GNU Hurd, the kernel that was not

This covers some ground but not at the level I want. Some parts are to be added, expanded, and rewritten. Also there’re some pages and reports that I haven’t read yet.

Back in early 80s, GNU project started with the goal to provide a free Unix-compatible software system. The intent was a system with everything needed to write and run C programs. At the heart of an operating system lies the kernel, the core that facilitates interactions between hardware and software. For GNU in the early years, the plan was to use MIT-developed TRIX that its authors have decided to distribute for free. Soon after the plan was changed to the CMU-developed message-parsing Mach. Mach was originally based on BSD kernel that was re-implemented on message-pas sing concepts. BSD then contained AT&T proprietary code and Mach devs were working to separate this code from the kernel.
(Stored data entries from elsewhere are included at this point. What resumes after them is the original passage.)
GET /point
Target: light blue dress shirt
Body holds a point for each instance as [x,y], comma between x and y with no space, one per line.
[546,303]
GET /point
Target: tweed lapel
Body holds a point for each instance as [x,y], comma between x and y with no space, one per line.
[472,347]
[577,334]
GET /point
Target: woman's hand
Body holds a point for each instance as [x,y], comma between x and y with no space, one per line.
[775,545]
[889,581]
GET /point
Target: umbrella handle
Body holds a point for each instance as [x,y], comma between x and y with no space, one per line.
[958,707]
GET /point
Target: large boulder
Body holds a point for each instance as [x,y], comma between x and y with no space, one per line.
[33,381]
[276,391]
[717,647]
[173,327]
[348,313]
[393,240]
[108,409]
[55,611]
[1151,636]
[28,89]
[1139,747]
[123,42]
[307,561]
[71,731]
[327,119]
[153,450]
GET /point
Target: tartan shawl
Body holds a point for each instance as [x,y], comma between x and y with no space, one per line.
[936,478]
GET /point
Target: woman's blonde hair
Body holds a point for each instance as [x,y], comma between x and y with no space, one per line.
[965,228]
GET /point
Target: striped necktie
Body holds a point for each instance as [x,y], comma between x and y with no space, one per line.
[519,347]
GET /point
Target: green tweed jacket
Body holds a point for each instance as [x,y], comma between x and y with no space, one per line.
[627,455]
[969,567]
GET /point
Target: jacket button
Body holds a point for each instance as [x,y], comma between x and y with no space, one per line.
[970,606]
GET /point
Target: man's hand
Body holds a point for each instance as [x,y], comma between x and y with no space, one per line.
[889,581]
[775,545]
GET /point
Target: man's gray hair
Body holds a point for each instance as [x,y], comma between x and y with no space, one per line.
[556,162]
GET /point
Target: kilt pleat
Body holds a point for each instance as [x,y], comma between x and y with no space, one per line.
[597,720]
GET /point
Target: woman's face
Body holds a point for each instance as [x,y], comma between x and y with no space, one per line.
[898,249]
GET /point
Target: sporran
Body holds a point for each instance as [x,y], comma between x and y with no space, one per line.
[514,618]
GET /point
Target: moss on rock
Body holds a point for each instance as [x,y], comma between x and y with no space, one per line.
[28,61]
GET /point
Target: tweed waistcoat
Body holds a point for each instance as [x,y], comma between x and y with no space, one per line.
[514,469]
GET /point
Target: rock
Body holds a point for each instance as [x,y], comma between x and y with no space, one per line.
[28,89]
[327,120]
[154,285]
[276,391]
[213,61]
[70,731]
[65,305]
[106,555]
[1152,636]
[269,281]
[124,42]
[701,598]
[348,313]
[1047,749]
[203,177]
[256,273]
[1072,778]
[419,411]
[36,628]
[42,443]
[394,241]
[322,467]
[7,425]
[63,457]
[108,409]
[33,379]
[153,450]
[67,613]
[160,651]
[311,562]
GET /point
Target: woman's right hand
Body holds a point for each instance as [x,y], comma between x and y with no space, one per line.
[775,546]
A decade after GNU project started, and with userland having matured, development started on the kernel part. Its name, Hurd.

Unfortunately for Hurd, soon after Linux started as well. Its more boring design meant that it was easier to hack it, and in short time its momentum came to far surpass Hurd’s. This prompted GNU to decide to use Linux as their kernel and concentrate their efforts to make userland work reliably on Linux. As a consequence Hurd development stagnated. Nevertheless people continued to contribute, and eventually it started working. This is an important point. It works. It is a popular misconception that Hurd is vaporware, but it isn’t. It may never be ready for prime-time but it can run and provide a functioning system.

This post will cover Mach and Hurd architecture, status, and issues. The goal is to provide a general overview for anyone interested as the the official site has information spread across the site. Depending I may eventually move some of the more extensive parts to Hurd site.

Mach

Mach was developed at Carnegie Mellon University between 1985 and 1994, and later by GNU project, which is why nowadays it is referred to as GNU Mach. As mentioned in introduction, Mach was originally developed as a BSD variant. By the third and final version, the kernel provided only Mach related facilities and features required to support higher system layers. Basically οnly the base upon which operating systems can be built is provided.

This design is referred to as microkernel, and Mach was among the first. It brought forth numerous new concepts, and it can be said it was an academical success. Nevertheless, it isn’t state of the art nowadays, something covered in later section.

Mach’s goal is to minimize abstractions provided by the kernel, and every abstraction is associated with a rich set of semantics. Those abstractions are

task	resource allocation
thread	CPU utilization
port	communication channel
message	data objects
memory object	internal memory management unit

The traditional notion of process is not provided. Instead task and thread are in its place. The thread provides a point of control whereas the task provides resources for its containing threads, meaning a thread is collection of resources. Tasks can share resources over ports if they’ve sufficient rights.

A port is an entity that can be seen as a message queue. Communication across ports is asynchronous. As a consequence messages have to be copied inside the kernel and queued there which slows down IPC.

In the end, the microkernel is just manager that provides resources and services. The resources provided by the kernel that can be directly, as in requests can made, manipulated are

threads
tasks
processors
hosts
devices and events

This is only a simple overview of Mach kernel based on its presentation paper. The user visible architecture is extensively documented in the kernel principles book.

Hurd

In few words, GNU Hurd is actually a collection of components (servers, libraries, and interfaces) than run atop the Mach microkernel and which implements the functionality that a Unix kernel is expected to have. Essentially, Hurd formally defines the communication protocols that servers can use to implement the same interface.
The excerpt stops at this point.